You are called in to care for a patient with a full thickness wound. Now what?
Your goal should be to heal the wound as soon as possible and to keep it healed. There are three types of wound closure techniques to consider, and they include:
- Primary Intention
- Secondary Intention
- Tertiary Intention
What to Consider About Wound Closures
When choosing which intention to utilize, consider the possibility of a post-procedural infection occurring. Your selection is related to how the wound presented. The four wound categories listed from the lowest risk to the highest risk for developing an infection with a wound closure are:
- Clean wounds
- Clean-contaminated wounds
- Contaminated wounds
- Dirty wounds
Primary Intention
With selecting Primary Intention, it is acceptable to proceed with closure at that time of a full thickness wound with sutures, staples, adhesive strips of tape, or maybe surgical glue. Closing the wound now, there is a low risk for infection as well as little concern for the wound’s edges separating (dehiscing) due to tension on the incision line.
The advantages of closing by Primary Intention are low risk for infection, minimal scarring, and faster wound healing.
In general, the wounds that will be acceptable candidates for primary closure are:
- Wounds that are classified as clean wounds
- Wounds that are classified as clean-contaminated wounds
- Wounds that are closed within four (maybe up to eight) hours from their development
- Wounds that sustained little tissue loss and can be closed without tension
A clean wound is one that did not enter any organ, and there was no break in sterile operative technique. These are often elective, non-traumatic surgical procedures.
A clean-contaminated wound is one where an organ has been entered but without any significant spillage of the organ’s contents. These surgical procedures might have been conducted as an urgent or emergent fashion.
Secondary Intention
Closure by Secondary Intention is when the wound is not surgically closed either completely or partially.
With time, the clinician will witness the wound bed filling in with more viable tissue, such as granulation tissue, and containing less non-viable tissue, such as slough or eschar. Ultimately, the clinician will witness the epithelial covering of the wound bed. This can be a very slow process.
Often the wound’s healing progress might be “stuck” in one of the phases of full thickness wound healing. These are the types of wounds that may be labeled “chronic” wounds, and the attending clinician may ask for a consultation by a wound care clinician.
Wounds that lend themselves to closure by Secondary Intention are:
- Wounds that present as contaminated wounds
- Wounds that present as dirty wounds
- Wounds where there was a delay in the clinical consultation
- Wounds that do not allow surgical closure without tension
- Wounds where there is a significant concern for a post-procedure infection
Examples of contaminated wounds are ones such as penetrating traumatic injuries, wounds with spillage from the gastrointestinal tract but are less than four (maybe six) hours old, and wounds in which there was a major break in the operative sterile technique.
Examples of dirty wounds are wounds that present with an abscess, wounds that present with perforated bowel with possibly pus and/or stool within the abdominal cavity, and “old” contaminated wounds (older than six hours or so).
If perforated bowel was encountered, repair under Secondary Intention, so the fascia would be closed to prevent evisceration and the rest of the abdominal wall layers are left open to allow them to heal without any further surgical closure.
Tertiary Intention
Tertiary Intention closure is often labeled as Delayed Primary Intention. With this type of closure, there was a planned period of time where the superficial layers of the wound were left open. If the situation allows, later these layers are closed in a similar fashion to what might have been performed initially in Primary Intention but now in a “delayed” fashion. Also, this delayed type of closure might include closing the wound bed using a skin graft, a skin flap, or a skin substitute.
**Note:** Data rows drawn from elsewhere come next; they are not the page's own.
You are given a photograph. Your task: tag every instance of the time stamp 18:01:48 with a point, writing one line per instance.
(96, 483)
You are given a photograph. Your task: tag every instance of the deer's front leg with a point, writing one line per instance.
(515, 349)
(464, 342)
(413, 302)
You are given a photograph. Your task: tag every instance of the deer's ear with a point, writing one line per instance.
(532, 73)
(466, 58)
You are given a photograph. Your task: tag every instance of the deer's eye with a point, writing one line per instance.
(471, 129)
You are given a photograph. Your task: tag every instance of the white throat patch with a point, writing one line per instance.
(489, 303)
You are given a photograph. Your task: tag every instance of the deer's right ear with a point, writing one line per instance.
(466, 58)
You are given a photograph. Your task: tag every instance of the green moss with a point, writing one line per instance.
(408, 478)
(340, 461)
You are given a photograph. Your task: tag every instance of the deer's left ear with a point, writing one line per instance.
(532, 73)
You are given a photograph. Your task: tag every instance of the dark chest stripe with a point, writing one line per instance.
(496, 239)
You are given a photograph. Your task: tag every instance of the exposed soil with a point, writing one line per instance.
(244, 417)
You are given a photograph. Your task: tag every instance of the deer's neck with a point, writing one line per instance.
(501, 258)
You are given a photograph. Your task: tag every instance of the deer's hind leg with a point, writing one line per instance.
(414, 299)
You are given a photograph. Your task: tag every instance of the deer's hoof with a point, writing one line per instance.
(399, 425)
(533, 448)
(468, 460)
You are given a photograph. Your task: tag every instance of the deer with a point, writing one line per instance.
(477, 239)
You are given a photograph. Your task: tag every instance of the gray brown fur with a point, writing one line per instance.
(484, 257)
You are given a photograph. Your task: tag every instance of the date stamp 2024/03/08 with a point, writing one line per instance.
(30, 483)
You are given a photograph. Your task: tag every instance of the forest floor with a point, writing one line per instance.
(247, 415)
Examples for selecting Tertiary Intention closure could include:
- Superficial portion of soft tissue wounds left open to allow time for an infection to clear
- Superficial portion of soft tissue wounds left open to allow time for edema to clear
- Abdominal or pelvic area wound where there was a perforated viscus found, only the abdominal wall’s fascia was closed initially to prevent evisceration, and the more superficial subcutaneous fat and skin were left open for a period of time to be closed later
Selecting from the three types of wound closure is the decision of the clinician based on their training, their experience, as well as their clinical assessment of the patient. To the best of my knowledge, there are no absolute rules governing which type of closer to utilize.